Ces facteurs restent pertinents, mais ils ne suffisent plus. Aujourd’hui, pour les entreprises des secteurs de la technologie, des services financiers, de l’intelligence artificielle, de la fintech, de la cybersécurité ou des centres de services internationaux, la question décisive est désormais une autre : où se trouvent les talents ?

Cette évolution transforme profondément le marché de l’immobilier de bureau. Une récente étude de Colliers sur les centres mondiaux de services financiers montre que les entreprises ne choisissent plus les villes uniquement en fonction de leur tradition financière ou du coût des loyers. La disponibilité de professionnels qualifiés, la capacité d’innovation, les universités, l’écosystème technologique et la qualité de vie sont désormais des facteurs déterminants.

C’est dans ce contexte que Lisbonne apparaît pour la première fois parmi les principaux centres opérationnels européens des services financiers. Non pas parce qu’elle est devenue un nouveau Londres, Francfort ou Paris, mais parce que le concept même de centre financier a évolué. Les banques, les assurances et les services financiers sont de plus en plus des entreprises technologiques, qui dépendent d’ingénieurs en logiciels, de spécialistes des données, de la cybersécurité et de l’intelligence artificielle.

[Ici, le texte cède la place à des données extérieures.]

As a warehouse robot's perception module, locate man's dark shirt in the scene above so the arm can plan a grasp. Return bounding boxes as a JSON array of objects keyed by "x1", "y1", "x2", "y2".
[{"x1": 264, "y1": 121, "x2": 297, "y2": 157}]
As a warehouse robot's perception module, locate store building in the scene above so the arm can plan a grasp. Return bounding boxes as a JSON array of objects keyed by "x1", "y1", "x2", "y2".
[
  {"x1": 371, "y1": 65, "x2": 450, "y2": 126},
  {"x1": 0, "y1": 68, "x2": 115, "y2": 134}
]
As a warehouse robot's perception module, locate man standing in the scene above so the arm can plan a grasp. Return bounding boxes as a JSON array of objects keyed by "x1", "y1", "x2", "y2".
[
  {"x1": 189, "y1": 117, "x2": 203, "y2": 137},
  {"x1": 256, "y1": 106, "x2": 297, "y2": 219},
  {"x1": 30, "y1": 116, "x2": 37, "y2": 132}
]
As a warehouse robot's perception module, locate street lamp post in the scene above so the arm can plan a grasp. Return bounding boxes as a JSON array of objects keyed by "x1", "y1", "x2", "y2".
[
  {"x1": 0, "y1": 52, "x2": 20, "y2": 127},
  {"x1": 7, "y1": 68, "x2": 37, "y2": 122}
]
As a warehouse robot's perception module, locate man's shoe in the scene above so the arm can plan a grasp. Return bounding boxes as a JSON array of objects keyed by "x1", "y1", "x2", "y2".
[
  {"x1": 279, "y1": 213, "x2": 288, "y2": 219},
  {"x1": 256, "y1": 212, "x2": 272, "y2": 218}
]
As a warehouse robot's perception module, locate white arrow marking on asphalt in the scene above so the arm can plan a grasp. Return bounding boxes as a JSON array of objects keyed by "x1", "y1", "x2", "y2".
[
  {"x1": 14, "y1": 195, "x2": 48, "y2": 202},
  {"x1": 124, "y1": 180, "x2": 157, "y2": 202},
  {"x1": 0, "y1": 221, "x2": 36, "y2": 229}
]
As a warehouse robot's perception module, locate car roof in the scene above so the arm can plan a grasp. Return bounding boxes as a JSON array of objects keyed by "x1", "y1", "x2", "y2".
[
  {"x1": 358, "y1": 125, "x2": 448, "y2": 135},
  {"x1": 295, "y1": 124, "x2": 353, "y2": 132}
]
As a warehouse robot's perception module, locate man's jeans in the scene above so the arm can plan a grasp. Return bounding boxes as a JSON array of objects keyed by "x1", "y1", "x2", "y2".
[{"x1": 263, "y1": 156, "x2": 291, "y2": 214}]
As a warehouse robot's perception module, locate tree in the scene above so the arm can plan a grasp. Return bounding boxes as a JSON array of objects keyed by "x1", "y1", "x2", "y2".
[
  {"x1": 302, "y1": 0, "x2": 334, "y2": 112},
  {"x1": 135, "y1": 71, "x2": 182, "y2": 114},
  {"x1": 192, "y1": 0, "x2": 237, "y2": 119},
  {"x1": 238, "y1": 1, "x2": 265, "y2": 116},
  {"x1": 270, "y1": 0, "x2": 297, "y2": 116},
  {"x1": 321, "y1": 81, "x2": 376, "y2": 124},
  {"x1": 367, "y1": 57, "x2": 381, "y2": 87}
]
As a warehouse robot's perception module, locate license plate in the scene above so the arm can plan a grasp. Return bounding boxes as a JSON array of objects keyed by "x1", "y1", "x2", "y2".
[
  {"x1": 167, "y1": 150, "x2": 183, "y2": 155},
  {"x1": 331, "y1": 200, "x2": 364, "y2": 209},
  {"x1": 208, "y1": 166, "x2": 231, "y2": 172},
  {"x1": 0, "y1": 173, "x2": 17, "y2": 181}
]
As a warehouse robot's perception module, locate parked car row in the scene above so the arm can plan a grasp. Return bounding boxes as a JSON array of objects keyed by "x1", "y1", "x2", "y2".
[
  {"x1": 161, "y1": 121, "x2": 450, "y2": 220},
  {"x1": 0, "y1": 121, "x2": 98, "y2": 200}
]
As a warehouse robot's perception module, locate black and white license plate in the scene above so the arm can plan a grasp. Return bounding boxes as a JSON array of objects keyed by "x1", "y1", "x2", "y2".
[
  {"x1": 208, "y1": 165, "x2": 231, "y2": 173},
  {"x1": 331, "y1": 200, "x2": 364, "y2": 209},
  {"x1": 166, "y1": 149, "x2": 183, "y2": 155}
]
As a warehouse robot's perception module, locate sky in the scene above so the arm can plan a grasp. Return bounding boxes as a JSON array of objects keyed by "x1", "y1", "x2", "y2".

C’est là que le secteur immobilier doit prêter attention. Pendant trop longtemps, les bureaux ont été analysés presque exclusivement comme des actifs physiques : emplacement, qualité du bâtiment, loyer, superficie et rentabilité. Mais la valeur d’un bureau dépend de plus en plus de ce qui existe en dehors de ses murs : logement, transports en commun, universités, connectivité numérique, énergie, services, culture et, surtout, de la possibilité pour un professionnel d’envisager une vie dans cette ville.

L’entreprise n’est donc plus le point de départ de la décision. Elle est devenue la conséquence d’un écosystème capable d’attirer les gens. Cette transformation représente une formidable opportunité pour le Portugal, mais elle met également en évidence certaines faiblesses : disposerons-nous de suffisamment de logements pour les professionnels que nous souhaitons attirer ? Une mobilité efficace ? Des infrastructures énergétiques et numériques à la hauteur ? Serons-nous capables de retenir les jeunes que nous formons ?

Ce sont là aussi des questions immobilières. Un bâtiment peut bénéficier de la meilleure certification environnementale, d’une architecture des plus sophistiquées et des technologies les plus avancées. Mais si vous vous trouvez dans une ville où les gens ne trouvent pas de logement, perdent des heures dans les embouteillages ou voient les talents s’en aller, votre valeur s’en trouvera inévitablement affectée. L’inverse est également vrai : les villes dotées de bons écosystèmes de talents, de savoir, de mobilité et de qualité de vie deviennent plus attractives pour les entreprises et les investisseurs.

Peut-être est-il donc temps de cesser de ne parler du marché des bureaux qu’en termes de mètres carrés disponibles, de loyers de premier ordre ou de taux d’occupation. Ces indicateurs restent importants, mais ils ne reflètent qu’une partie de la réalité. La véritable concurrence entre les villes portera de plus en plus sur la capacité à attirer et à retenir des personnes qualifiées. Les entreprises suivront ces personnes. Les bureaux viendront ensuite.

L’avenir des bureaux ne se décide plus dans les bureaux. Il se décide dans les universités où nous formons les talents, dans les logements où ces talents peuvent vivre, dans les transports qu’ils empruntent, dans la qualité des villes et dans la capacité à créer des environnements où les entreprises et les personnes ont envie de rester. Avant de pouvoir construire des bâtiments pour les entreprises, nous devrons construire des villes où les personnes que ces entreprises recherchent ont réellement envie de vivre.